Where Lightning Strikes (Bleeding Stars #3)

“Hi,” I said as I tried to establish my bearings. I blinked through the daze as I sat up.

She sank down on the bed next to me, ran her fingers through my hair. “I’m sorry to wake you.”

“No…it’s fine.”

She hesitated. “I thought you might want this.”

My attention traveled to the small yellow mailer she held in her hands.

Dread and hope.

They slammed me.

God, what was wrong with me?

She glanced at me from the side. “It’s for you…I think.”

Unease rustled through my dim room, and I pulled in a deep breath as I gathered the courage to peek at what was written across the front. Somehow already knowing what would be there.

There was no address.

No first or last name.

It simply said Blue.

That statement was written in his bold script. As if he were reaching out. Touching me. This boy who chased me in my dreams and haunted my nights.

“Where did you find this?” I managed.

Her lips thinned. “It was sitting at the front door. I’m guessing it’s from him?”

I nodded. “Yeah.”

She touched my chin. “Okay…I’ll give you some time.”

“Thank you,” I whispered as I accepted the padded envelope. I held it against my chest until she snapped the door closed behind her. Silence stole over the room, my breaths increasing to a pant.

Anxiety. Emotions running wild.

Was I really going to allow him to do this to me again? Pull and pull and pull until he pushed me away?

Swallowing, I ripped open the seal. A disk fell out. Blue was again scripted across it.

Warily, I stood, paced, wondered. Before I gave and sat down at the small desk and lifted my laptop lid, shaking as I slid the disk inside.

There was one file on it.

A video.

Fumbling, I pressed my headphones into my ears, my pulse at a sprint and my spirit in a frenzy, while the rational, logical side screamed at me to toss the disk in the trash. To protect. To find some semblance of those walls.

But I couldn’t stop myself from pressing play.

The screen filled with Lyrik.

So big and bold and beautiful.

My breath caught and my heart skipped.

He was sitting on a hotel bed with an acoustic guitar balanced on his lap. Those eyes were sad and brimming with remorse, his mouth vacant of that smirk. He scratched at his temple, as if this menacing, malicious man didn’t know what to do with himself.

“Blue.”

My insides quaked with it falling like a plea from his tongue.

Eyes dropping closed, he looked away, before he turned his attention to the camera. “I’ve written a lot of songs in my life.

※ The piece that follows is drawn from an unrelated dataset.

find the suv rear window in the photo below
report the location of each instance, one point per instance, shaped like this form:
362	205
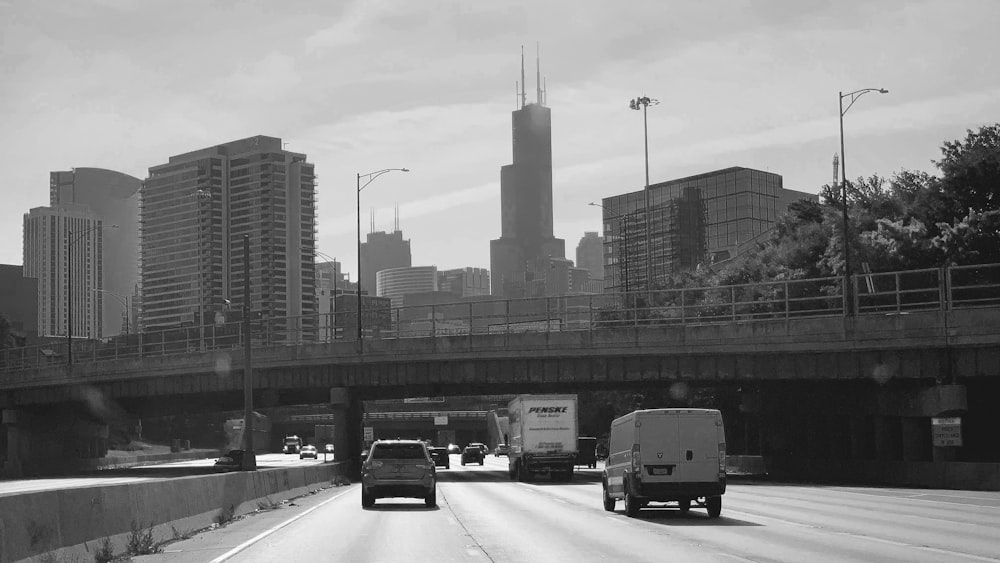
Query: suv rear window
398	451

For a long damn time, they were the only real joy I had. And this one…it’s the most important one I’ve ever written, even though I could never bring myself to get to the end.”

He strummed a single chord and cleared his throat. “You know a song says more than any words I could ever speak. Listen, Blue. Fuck…” He raked a hand through his hair. “Please…just…listen.”

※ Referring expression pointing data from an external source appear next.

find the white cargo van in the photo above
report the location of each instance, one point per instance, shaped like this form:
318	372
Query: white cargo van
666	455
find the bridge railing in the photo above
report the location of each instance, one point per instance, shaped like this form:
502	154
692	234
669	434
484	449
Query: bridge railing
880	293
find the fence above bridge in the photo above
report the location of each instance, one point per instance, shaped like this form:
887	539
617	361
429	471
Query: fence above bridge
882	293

Quietly, he plucked through another chord, and when he opened that pretty mouth, the words were raw. Rough. Coarse and bleeding emotion.

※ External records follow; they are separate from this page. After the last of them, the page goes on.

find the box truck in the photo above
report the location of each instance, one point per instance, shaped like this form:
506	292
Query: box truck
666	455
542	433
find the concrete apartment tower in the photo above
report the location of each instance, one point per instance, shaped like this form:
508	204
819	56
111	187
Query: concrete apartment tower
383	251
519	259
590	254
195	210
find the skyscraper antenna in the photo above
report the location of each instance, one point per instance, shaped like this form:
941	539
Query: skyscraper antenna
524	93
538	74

Trembles rolled when I recognized the haunting cadence of the music.

He was playing the unsung song. The song coiling his arm, wrapping him in mystery and unseen misery.

Tears blurred my eyes.

Will you ever know

Just what it meant

Holding you high

Now I’m down on my knees

Begging for the pieces

That no longer belong to me

I’d have given it all

But instead I got lost along the way The intensity of the song increased as he drove into the chorus.

But I’m coming…

I’m coming home to you

Finally found forever

It’s been waiting all around

I’m coming…

I’m coming home to you

Tell me what I have to do

To get the chance

Say you’ll let me spend it with you Tears poured free, and my chest ached and throbbed while my shaky world spun.

I’d once thought he’d laugh when he watched me fall.

But I knew now. There was a huge part of Lyrik that wanted to hold me up.

I just wasn’t sure he knew how.

His fingers stumbled across the frets, and a pained breath left him. “Blue.” He leaned forward, as if he could get to me from across the space. “Blue…I wrote the beginning of that song a long damn time ago. But it’s not finished. I know it now. Let me end it with you.”

The screen went blank.

A sob shot from my mouth.

Let me end it with you.

I climbed from the chair and paced the quiet of my room. I gripped my hair, feeling like I had to be insane. Completely, entirely insane.

Because that’s the way this boy made me.

Weak.

But I refused to be a fool.

Not because I was rigid and forging walls.

No.

Because I wanted to be loved. Loved the way I deserved to be.

So confused, I fumbled from my room and down the hall, hand darting out to the wall to keep myself from falling.

That intensity swelled. I nearly choked over it.

Thick.

Heavy.

Dense.

Needing a breath, clarity, I flew out the front door and down the steps to the thatch of grass lining the front.